David’s experience with his son is the real deal. You too will see dramatic results if you break the junk-food and sugar cycle with your children.

Pouring processed sugar products into our children isn’t much different that pouring sugar into our car’s gas tank. Everyone knows that only a hooligan or a terrorist would do the latter, so why do the former?

Caring for our bodies – and especially our children’s bodies – is a clear commandment of Torah, venishmartem. A good diet is ever so conducive to a good temperament. Let’s start with a healthy parental example, happily practicing what we preach to our children. With Hashem’s loving grace, may good diet and eating habits help render Ritalin superfluous, amen.

Tell us what you think!

1. Avi

12/07/2010

Ritalin Helps, Concerta Helps More This article is completely true. We eliminated sugar from our kids diets and they calmed down. However, while ADD and ADHD is often misdiagnosed and is really just a sugar addiction, there are kids, like our older son who need ritalin. Changing the diets worked for 3 out of our 4 kids, but the fourth needed ritalin.

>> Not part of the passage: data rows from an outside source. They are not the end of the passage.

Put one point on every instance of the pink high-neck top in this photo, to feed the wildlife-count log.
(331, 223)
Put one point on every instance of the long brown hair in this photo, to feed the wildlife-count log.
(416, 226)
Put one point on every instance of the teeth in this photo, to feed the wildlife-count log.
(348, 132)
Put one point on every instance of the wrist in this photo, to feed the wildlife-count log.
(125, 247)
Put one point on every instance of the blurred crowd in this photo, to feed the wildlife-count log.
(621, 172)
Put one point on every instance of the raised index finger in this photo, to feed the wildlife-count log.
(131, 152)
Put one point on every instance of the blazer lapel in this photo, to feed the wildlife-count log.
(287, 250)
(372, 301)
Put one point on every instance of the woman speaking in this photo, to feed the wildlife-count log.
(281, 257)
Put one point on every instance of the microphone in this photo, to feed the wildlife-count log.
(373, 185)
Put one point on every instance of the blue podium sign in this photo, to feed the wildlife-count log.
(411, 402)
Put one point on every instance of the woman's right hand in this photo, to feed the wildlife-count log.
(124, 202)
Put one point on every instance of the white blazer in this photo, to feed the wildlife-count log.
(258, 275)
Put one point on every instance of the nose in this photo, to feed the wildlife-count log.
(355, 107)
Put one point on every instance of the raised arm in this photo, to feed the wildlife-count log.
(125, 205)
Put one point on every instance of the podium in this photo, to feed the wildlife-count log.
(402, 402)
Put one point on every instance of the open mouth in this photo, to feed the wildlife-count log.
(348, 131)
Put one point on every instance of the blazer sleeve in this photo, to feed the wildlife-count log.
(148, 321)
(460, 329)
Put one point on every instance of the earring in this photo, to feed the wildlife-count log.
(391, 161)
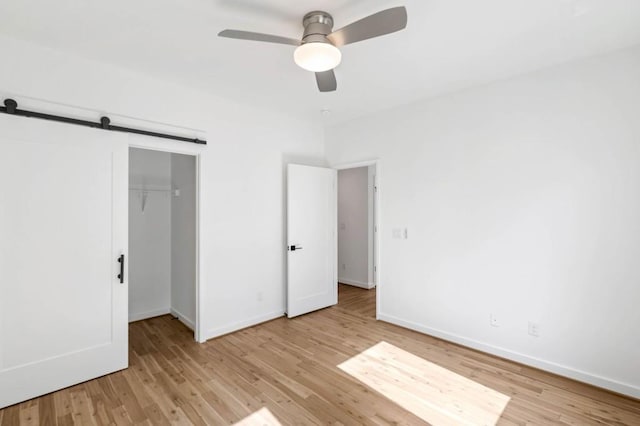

Actually ritalin didn't work because when it would wear off he would crash. Concerta is a much better drug as it enters and leaves the system gently. It's more expensive but worth it. One last note, is that for us it was the combo of diet (no sugar) plus concerta, plus therapy and learning how to deal with impulse control that changed our son into a happy student. Just the drugs without therapy will not help.

2. Anonymous

12/07/2010

This article is completely true. We eliminated sugar from our kids diets and they calmed down. However, while ADD and ADHD is often misdiagnosed and is really just a sugar addiction, there are kids, like our older son who need ritalin. Changing the diets worked for 3 out of our 4 kids, but the fourth needed ritalin. Actually ritalin didn't work because when it would wear off he would crash. Concerta is a much better drug as it enters and leaves the system gently. It's more expensive but worth it. One last note, is that for us it was the combo of diet (no sugar) plus concerta, plus therapy and learning how to deal with impulse control that changed our son into a happy student. Just the drugs without therapy will not help.

3. Teacher and parent

12/07/2010

Mostly Agree However….. …Ritalin is very necessary for SOME children. There are children who can not function in the class even if they are on perfectly healthy diets and Ritalin keeps them in school and off the streets. I have seen Ritalin do WONDERS and have worked in a school catering to ADD and ADHD students that promoted healthy diets. Ritalin was essential to teaching these kids life's basics such as reading and writing. No parent WANTS to drug their child, but this is a BRACHA from Hashem that allows these kids to learn when it is actually needed. And, it always pays off to eat a healthy diet that cuts out the three whites: white flour, white sugar, and hormone laced dairy products.